After the death of Ranjit Singh, Kharak Singh became king but Kharak Singh soon became suspicious of his Vazir, a holdover from his father's court, Dhian Singh Dogra. He turned to his childhood mentor and friend Chet Singh who attempted to reduce the powers of the Dogra brothers. But Dogra rumors were spread, (an English sell-out mentioned) and soon Chet Singh was murdered. Kharak Singh was placed in 'haveli arrest' and slowly poisoned to death with (mercury) in his food. His son Prince Nau Nihal, on paper at least, ruled in his father's name but actually left the running of the government to the Dogras. He left Lahore.
Upon Kharak Singh's death, Nau Nihal Singh was in line to become Emperor. However, whilst he was passing through Roshnai Darwaza (the gate of the Hazuri Bagh at Lahore Fort) on returning from his father's cremation, masonry or stones falling from above, killing his companion and injuring the prince, who was taken into the fort by the Vizier Dhian Singh. Nobody else was allowed into the fort, not even his mother, who beat on the fort gates with her bare hands in a fever of anxiety. Two days later Dhian Singh Dogra announced that Maharaja Nau Nihal Singh had died from his injuries. Courtiers were shocked to see the body; his head was now severely crushed. The Dogra brothers, Gulab Singh and Dhian Singh are believed to have been behind the gate's sudden collapse.
Eyewitnesses described his initial injuries as being small blows to the head, he was able to walk.

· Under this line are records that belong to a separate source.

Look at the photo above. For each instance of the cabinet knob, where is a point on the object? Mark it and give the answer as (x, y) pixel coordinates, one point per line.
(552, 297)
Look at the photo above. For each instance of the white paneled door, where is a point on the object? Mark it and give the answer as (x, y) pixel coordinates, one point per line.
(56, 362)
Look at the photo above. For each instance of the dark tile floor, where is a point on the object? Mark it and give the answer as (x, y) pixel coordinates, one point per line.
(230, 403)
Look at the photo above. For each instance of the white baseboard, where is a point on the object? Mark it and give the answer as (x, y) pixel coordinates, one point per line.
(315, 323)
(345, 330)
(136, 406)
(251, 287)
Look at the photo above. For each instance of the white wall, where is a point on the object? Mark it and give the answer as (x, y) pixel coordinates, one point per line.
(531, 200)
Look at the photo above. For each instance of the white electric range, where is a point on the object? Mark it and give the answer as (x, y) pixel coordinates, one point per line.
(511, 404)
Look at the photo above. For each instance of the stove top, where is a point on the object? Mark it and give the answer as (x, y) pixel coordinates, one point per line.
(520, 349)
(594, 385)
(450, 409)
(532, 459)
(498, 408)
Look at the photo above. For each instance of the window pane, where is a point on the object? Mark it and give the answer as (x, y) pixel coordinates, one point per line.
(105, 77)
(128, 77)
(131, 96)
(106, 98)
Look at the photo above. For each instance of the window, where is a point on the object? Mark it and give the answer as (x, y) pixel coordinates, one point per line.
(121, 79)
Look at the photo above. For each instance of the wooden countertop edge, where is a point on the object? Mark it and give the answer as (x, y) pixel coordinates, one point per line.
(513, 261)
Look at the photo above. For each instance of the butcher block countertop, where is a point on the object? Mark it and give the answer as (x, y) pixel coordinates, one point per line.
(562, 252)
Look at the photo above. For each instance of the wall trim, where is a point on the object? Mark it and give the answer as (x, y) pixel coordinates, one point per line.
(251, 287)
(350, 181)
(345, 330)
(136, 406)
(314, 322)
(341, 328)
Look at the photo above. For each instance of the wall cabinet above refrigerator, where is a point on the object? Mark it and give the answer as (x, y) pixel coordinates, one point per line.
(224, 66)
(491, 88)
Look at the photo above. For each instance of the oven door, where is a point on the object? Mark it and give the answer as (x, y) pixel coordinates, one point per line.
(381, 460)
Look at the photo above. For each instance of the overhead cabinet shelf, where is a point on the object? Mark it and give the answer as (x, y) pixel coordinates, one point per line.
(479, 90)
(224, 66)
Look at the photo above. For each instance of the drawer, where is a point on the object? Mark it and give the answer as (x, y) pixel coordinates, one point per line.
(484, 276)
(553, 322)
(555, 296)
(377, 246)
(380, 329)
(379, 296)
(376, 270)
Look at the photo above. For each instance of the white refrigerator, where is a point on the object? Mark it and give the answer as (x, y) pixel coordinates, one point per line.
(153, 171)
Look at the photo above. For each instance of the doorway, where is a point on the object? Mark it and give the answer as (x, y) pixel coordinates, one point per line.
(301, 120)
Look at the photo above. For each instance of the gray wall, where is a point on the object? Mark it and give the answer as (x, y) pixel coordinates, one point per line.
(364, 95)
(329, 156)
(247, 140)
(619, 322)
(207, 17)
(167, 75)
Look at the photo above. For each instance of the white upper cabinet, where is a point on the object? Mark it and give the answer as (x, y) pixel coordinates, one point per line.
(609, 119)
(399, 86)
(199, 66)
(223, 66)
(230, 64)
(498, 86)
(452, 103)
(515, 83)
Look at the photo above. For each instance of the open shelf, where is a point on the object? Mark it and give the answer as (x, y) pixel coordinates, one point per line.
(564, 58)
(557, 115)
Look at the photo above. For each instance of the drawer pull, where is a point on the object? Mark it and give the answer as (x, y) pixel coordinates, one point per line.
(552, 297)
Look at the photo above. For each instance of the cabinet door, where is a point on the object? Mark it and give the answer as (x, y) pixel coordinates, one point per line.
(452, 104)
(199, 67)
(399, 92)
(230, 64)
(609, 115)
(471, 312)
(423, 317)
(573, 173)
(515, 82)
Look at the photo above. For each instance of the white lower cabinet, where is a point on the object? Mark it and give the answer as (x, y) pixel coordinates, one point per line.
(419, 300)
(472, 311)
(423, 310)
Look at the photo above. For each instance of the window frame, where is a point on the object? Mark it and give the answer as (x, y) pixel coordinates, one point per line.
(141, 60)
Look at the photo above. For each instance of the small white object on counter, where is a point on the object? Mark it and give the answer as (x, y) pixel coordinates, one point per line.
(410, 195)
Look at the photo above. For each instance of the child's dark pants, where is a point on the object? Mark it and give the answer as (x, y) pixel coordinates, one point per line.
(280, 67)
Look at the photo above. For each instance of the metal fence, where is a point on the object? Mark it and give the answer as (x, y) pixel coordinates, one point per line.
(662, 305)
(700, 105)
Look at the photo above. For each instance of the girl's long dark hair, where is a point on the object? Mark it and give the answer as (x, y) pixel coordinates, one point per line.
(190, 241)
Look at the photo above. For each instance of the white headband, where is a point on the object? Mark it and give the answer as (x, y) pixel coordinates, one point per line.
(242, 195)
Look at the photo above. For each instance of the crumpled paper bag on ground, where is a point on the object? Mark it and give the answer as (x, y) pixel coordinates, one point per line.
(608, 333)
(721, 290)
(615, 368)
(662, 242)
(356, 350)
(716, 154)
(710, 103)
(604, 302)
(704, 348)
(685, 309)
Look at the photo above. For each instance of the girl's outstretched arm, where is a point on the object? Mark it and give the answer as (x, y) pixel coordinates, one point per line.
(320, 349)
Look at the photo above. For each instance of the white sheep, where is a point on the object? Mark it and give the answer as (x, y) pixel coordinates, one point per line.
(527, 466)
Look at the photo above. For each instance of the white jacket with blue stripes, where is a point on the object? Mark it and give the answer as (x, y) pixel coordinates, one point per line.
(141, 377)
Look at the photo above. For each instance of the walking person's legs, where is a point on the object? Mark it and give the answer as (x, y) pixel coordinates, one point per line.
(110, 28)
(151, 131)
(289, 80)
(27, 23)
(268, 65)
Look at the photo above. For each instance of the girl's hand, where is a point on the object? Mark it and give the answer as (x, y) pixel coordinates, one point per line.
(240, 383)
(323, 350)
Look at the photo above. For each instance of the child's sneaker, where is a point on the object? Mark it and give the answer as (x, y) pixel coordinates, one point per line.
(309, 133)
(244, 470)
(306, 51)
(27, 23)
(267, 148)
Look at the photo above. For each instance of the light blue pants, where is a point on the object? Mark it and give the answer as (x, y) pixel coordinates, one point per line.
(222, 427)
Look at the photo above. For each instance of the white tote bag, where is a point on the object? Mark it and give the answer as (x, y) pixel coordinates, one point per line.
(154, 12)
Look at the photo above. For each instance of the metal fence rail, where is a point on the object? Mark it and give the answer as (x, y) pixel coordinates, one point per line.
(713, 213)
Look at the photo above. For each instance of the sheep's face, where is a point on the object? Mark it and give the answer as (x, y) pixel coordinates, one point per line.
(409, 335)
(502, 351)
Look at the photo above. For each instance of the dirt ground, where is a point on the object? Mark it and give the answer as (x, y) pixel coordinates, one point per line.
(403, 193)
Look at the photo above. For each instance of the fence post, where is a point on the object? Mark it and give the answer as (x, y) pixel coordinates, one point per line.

Nevertheless, he was pushed onto a Palki, which strangely was right at hand, by Dhian Sing Dogra who rushed the new Maharaja into the fort and had the doors to the ruler’s rooms locked. His family and courtiers were kept from him for 2 days. Later, when his mother and friends were allowed into the fort, Nau Nihal Singh was dead, his head having been smashed in, possibly with a rock.
Nau Nihal Singh died on 6 November 1840 at the age of 19 and his mother Maharani Chand Kaur became the Empress of Sikh Empire, from (1840–41) she challenged Sher Singh, the second son of Maharaja Ranjit Singh Sher-e-Panjab, the stepbrother of her husband Kharak Singh, on the grounds that her co-daughter Nau Nihal, Singh's widow, Sahib Kaur, was pregnant saying that she should assume regency on behalf of the unborn legal successor to her husband's throne.
In July 1841, Nau Nihal Singh's widow Sahib Kaur delivered a stillborn son. This ended whatever hopes Chand Kaur had of realizing her claims. But courtly intrigue had not ceased. Dhian Singh replaced the maidservants of the Dowager Maharani with hill women from his own country. The latter tried to kill her by poisoning her food and eventually finished her off on 11 June 1842, smashing her head with wooden pikes from the kitchen (some reports say they dropped a stone from a balcony crushing her skull.)